Firefox 29 issued half a year ago, so this post is long overdue. Nevertheless I wanted to pause for a second to discuss the Internationalization API first shipped on desktop in that release (and passing all tests!). Norbert Lindenberg wrote most of the implementation, and I reviewed it and now maintain it. (Work by Makoto Kato should bring this to Android soon; b2g may take longer due to some b2g-specific hurdles. Stay tuned.)
What’s internationalization?
Internationalization (i18n for short — i, eighteen characters, n) is the process of writing applications in a way that allows them to be easily adapted for audiences from varied places, using varied languages. It’s easy to get this wrong by inadvertently assuming one’s users come from one place and speak one language, especially if you don’t even know you’ve made an assumption.
function formatDate(d)
{
// Everyone uses month/date/year...right?

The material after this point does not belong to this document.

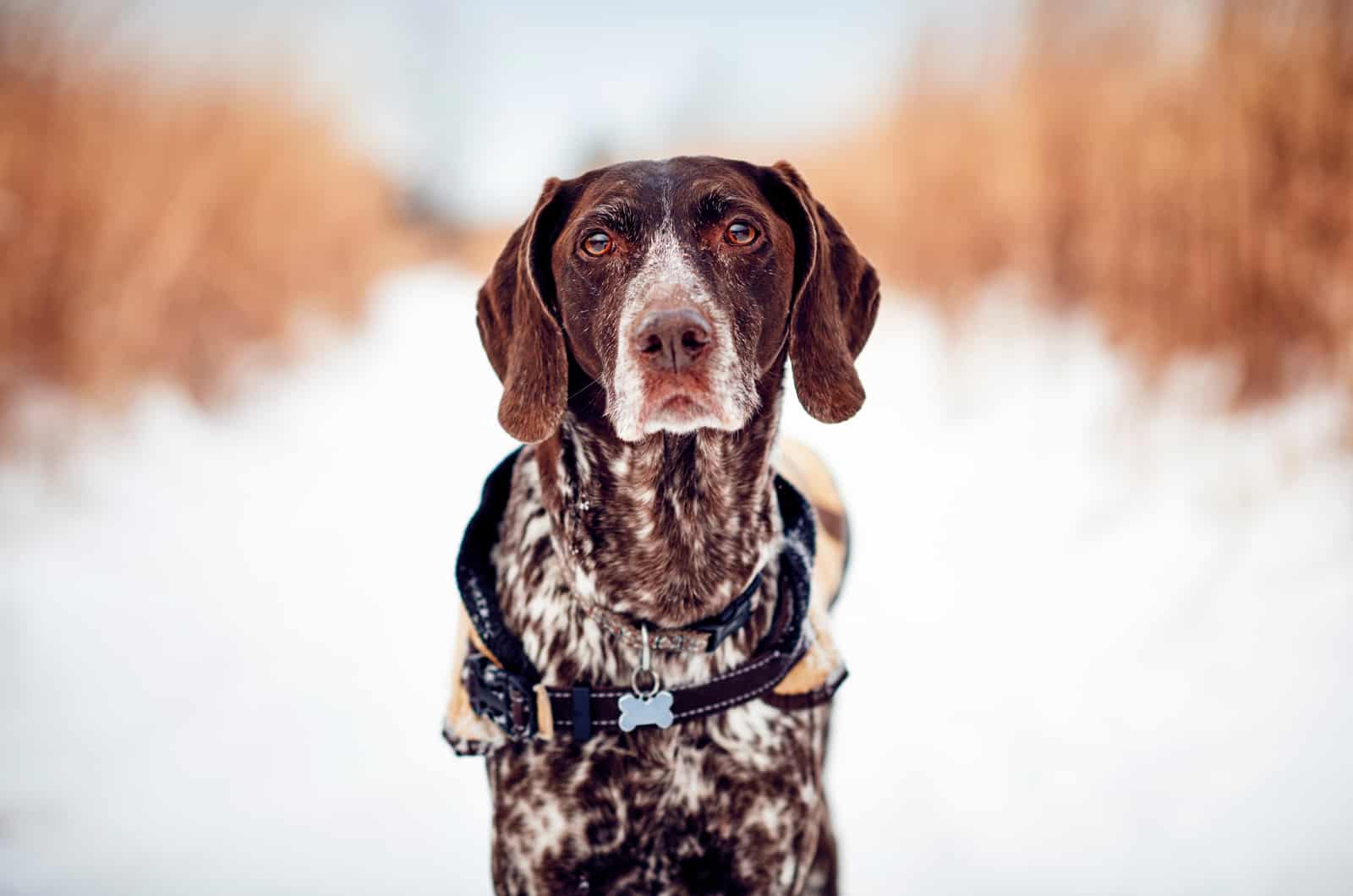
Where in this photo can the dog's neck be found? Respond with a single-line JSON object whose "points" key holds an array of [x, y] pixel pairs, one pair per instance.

var month = d.getMonth() + 1;
var date = d.getDate();
var year = d.getFullYear();
return month + "/" + date + "/" + year;
}
function formatMoney(amount)
{
// All money is dollars with two fractional digits...right?
return "$" + amount.toFixed(2);
}
function sortNames(names)
{
function sortAlphabetically(a, b)
{
var left = a.toLowerCase(), right = b.toLowerCase();
if (left > right)
return 1;
if (left === right)
return 0;
return -1;
}
// Names always sort alphabetically...right?
names.sort(sortAlphabetically);
}
JavaScript’s historical i18n support is poor
i18n-aware formatting in traditional JS uses the various toLocaleString()
methods. The resulting strings contained whatever details the implementation chose to provide: no way to pick and choose (did you need a weekday in that formatted date? is the year irrelevant?). Even if the proper details were included, the format might be wrong e.g. decimal when percentage was desired. And you couldn’t choose a locale.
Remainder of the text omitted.